Maybe can do that later (have Ubuntu 22.04 on that machine), currently have the DIMMs in that other T3610 machine at another place.

But yeah, guess if memtest would test a DIMM from a CPU core it is not attached to, that would explain some slowness (wondering: is it that much? more than 10x slower if "indirect"?).

I'll check the BIOS, but don't remember seeing any NUMA related settings.

debrouxl commented 11 months ago

In another discussion, Sam once posted a link showing terrible inter-socket bandwidth on a Haswell server with some NUMA settings: https://github.com/memtest86plus/memtest86plus/discussions/79#discussioncomment-2799789 .

If selecting only half of the RAM and half of the cores ends up making the memory test significantly faster, then I suppose the NUMA awareness code I have pushed to this repository's numa branch could be tested. It does wonders on my 4S E5-4627v2 Dell R820 server with 256 GB of RAM, from the same generation as your workstations: some tests become 15-20x faster with NUMA awareness enabled when the server is running in 4S mode, though the performance gains in 2S mode were much lower because the performance wasn't that bad in the first place ( https://github.com/memtest86plus/memtest86plus/discussions/12#discussioncomment-5433556 ). And the power consumption can only be significantly lower.

Caveat: the code in the numa branch works on my emulated and physical computers, all of single socket - single NUMA node, 2S - 2 NUMA nodes, 4S - 4 or 8 NUMA nodes; however, I'm not aware that anybody else tested it yet on real computers :)

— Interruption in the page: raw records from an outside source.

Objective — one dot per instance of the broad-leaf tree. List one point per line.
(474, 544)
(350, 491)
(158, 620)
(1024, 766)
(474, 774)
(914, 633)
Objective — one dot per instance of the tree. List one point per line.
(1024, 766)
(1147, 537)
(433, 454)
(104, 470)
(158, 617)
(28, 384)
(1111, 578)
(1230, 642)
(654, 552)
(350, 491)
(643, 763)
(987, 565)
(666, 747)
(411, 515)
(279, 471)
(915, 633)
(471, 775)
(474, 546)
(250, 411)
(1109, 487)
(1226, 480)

ThomasWaldmann commented 11 months ago

numactl -H output on the T5610

with 4x16GB + 4x8GB normal RDIMMs

tw@c64:~$ sudo numactl -H
available: 2 nodes (0-1)
node 0 cpus: 0 1 2 3 4 5 6 7 16 17 18 19 20 21 22 23
node 0 size: 64346 MB
node 0 free: 63027 MB
node 1 cpus: 8 9 10 11 12 13 14 15 24 25 26 27 28 29 30 31
node 1 size: 32251 MB
node 1 free: 31348 MB
node distances:
node   0   1 
  0:  10  20 
  1:  20  10 

with 4x32GB + 4x32GB LRDIMMs

tw@c64:~$ sudo numactl -H
available: 2 nodes (0-1)
node 0 cpus: 0 1 2 3 4 5 6 7 16 17 18 19 20 21 22 23
node 0 size: 128858 MB
node 0 free: 127845 MB
node 1 cpus: 8 9 10 11 12 13 14 15 24 25 26 27 28 29 30 31
node 1 size: 129019 MB
node 1 free: 127919 MB
node distances:
node   0   1 
  0:  10  20 
  1:  20  10 
debrouxl commented 11 months ago

It's interesting that you get very different performance characteristics with RDIMMs and LRDIMMs.

01e3 commented 11 months ago

Would it be possible to do memory benchmark using AIDA (Windows) and ramspeed (Linux)? Also, what about the "commercial" version of memtest? I wonder if the same problem exists there, perhaps due to BIOS limitation in handling memory types?

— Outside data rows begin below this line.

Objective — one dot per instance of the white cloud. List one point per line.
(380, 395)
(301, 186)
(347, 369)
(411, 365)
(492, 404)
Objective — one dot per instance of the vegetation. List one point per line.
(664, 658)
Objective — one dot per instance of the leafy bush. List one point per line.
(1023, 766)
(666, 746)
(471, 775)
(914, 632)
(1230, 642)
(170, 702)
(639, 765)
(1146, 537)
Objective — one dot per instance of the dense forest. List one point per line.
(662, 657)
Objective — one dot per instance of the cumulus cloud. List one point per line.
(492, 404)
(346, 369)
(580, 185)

ThomasWaldmann commented 11 months ago

Now it gets weird:

I don't get the slow memtest any more. Now it shows 9.46GB/s memory speed for the 8 LRDIMMs in the T5610.

I did not change BIOS settings (and there is only 1 NUMA setting anyway: enable/disable, which was always enabled).

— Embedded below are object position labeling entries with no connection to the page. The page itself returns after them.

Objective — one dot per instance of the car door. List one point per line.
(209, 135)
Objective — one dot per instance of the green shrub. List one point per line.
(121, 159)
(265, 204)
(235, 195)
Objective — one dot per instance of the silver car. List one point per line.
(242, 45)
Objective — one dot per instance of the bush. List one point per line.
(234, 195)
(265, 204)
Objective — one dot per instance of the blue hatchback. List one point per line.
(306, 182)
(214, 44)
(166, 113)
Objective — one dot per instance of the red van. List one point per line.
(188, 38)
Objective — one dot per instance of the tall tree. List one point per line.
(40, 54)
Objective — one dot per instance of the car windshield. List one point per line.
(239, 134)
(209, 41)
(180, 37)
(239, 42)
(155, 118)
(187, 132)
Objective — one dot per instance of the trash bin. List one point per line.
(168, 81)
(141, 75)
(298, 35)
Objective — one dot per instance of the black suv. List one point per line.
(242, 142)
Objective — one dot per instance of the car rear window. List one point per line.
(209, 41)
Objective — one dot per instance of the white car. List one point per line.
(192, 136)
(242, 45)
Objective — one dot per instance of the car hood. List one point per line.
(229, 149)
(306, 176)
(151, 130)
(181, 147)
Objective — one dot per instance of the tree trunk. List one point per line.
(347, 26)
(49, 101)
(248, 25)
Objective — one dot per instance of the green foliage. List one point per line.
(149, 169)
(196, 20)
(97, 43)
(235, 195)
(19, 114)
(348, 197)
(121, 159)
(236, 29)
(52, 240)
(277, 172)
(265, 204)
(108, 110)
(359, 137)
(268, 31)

I did some wallclock measurements with test 4 in 2 core (C0 and C8) sequential mode and get comparable performance with the LRDIMMs now as with the RDIMMs. I see that "via other cpu socket" memory access is about 40% slower.

Currently it is running a full test pass.......

ThomasWaldmann commented 11 months ago

@01e3 I currently can't run windows (booting anything windowsy, including windows ISOs) hangs at the spinning dots. Didn't buy a commercial memtest either.

Can run sw available for Ubuntu 22.04.

debrouxl commented 11 months ago

The crippled no-fee version of Passmark's Memtest86 only supports 16 cores anyway. I don't know whether that means 16 threads or 16 cores; if the former, that doesn't even allow optimal testing of most 2S platforms produced since the Sandy Bridge generation over a decade ago, about 6 generations back (SNB/IVB, HSW/BDW, SKX, CLX, ICX/CPX) from the current Sapphire Rapids (SPR).

It's both weird and good that you're getting reasonable memory speed now :) 40% slower memory access on the other proximity domain looks reasonable as well. The semi-experimental NUMA-aware mode of memtest86+ should still be faster and consume less power than the normal mode.